And I doubt me if your portion, so
long as I am living, be such as to tempt any man to wed such a little
fury, even were we at home.'
'Thanks for the hint, brother,' said Annora. 'I will take care that
any such suitor SHALL think me a fury.'
'Nay, child, in moderation! Violence is not strength. Nay, rather
it exhausts the forces. Resolution and submission are our
watchwords.'
How noble he looked as he said it, and how sad it was to part with
him! my mother wept most bitterly, and said it was cruel to leave us
to our fate, and that he would kill himself in the Dutch marshes; but
when the actual pain of parting with him was over, I am not sure that
she had not more hope of carrying out her wishes.

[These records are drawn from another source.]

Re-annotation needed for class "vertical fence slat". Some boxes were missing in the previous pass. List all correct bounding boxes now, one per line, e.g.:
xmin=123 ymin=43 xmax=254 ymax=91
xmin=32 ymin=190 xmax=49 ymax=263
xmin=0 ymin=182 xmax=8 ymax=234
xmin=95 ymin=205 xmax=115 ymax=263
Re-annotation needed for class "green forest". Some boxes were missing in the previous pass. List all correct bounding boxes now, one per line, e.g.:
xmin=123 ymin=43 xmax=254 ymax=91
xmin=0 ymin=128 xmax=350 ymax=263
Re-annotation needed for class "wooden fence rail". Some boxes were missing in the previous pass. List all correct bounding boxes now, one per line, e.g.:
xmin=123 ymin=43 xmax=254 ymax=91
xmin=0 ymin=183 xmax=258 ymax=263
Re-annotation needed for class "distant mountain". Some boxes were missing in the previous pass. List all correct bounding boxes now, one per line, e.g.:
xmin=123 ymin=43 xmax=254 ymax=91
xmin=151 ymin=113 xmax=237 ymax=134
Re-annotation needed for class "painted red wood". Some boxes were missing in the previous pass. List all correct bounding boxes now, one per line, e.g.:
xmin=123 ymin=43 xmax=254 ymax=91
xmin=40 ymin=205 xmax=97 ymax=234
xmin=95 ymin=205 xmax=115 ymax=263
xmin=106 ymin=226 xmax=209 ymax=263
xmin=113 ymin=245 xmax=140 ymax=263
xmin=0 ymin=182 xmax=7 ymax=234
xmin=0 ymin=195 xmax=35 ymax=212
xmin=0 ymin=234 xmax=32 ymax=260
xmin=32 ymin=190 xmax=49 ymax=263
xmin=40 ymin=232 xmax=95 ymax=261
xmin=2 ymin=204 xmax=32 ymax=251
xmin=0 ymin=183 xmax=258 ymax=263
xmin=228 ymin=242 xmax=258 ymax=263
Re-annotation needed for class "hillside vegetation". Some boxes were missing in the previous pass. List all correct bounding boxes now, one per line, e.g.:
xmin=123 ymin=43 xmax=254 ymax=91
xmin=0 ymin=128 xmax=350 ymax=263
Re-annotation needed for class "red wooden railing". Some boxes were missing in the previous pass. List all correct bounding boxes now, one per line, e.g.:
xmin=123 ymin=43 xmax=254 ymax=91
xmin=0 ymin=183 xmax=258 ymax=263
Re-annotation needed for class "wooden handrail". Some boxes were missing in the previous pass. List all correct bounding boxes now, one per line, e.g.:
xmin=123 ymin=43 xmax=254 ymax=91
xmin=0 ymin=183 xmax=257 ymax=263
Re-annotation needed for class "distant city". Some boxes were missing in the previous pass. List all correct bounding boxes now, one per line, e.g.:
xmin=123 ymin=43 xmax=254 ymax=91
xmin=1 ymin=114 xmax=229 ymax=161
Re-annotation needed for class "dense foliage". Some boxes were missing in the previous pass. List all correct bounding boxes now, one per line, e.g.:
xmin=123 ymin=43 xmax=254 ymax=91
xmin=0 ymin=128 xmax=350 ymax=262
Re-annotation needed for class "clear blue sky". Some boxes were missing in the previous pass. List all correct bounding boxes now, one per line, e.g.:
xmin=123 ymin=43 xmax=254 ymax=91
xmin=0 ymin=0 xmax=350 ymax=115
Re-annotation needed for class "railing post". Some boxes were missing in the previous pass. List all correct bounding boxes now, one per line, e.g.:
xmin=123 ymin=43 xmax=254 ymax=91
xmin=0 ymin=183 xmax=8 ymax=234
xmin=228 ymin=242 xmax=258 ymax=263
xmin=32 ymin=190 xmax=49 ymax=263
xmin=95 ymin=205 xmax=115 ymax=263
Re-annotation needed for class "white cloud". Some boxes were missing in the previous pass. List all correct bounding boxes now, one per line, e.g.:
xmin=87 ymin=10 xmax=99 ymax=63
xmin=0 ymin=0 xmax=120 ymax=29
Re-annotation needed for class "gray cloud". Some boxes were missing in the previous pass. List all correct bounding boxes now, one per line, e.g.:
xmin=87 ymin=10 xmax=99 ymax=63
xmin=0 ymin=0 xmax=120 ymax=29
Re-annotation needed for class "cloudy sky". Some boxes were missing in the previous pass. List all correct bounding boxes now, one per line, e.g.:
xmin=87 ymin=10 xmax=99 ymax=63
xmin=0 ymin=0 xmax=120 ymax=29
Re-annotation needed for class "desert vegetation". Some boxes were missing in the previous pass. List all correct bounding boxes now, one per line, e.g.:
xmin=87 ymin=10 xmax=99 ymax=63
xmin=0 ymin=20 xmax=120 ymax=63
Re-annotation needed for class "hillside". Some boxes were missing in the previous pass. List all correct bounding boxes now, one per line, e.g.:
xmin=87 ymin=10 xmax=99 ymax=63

She would have
begun by forbidding Annora to go, attended only by the servants, to
prayers at the England ambassador's: but Eustace had foreseen this,
and made arrangements with a good old knight and his lady, Sir
Francis Ommaney, always to call for my sister on their way to church,
and she was always ready for them. My mother used to say that her
devotion was all perverseness, and now and then, when more than
usually provoked with her, would declare that it was quite plain that
her poor child's religion was only a heresy, since it did not make
her a better daughter.
That used to sting Annora beyond all measure. Sometimes she would
reply by pouring out a catalogue of all the worst offences of our own
Church, and Heaven knows she could find enough of them! Or at others
she would appeal to the lives of all the best people she had ever
heard of in England, and especially of Eustace, declaring that she
knew she herself was far from good, but that was not the fault of her
religion, but of herself; and she would really strive to be
submissive and obliging for many days afterwards.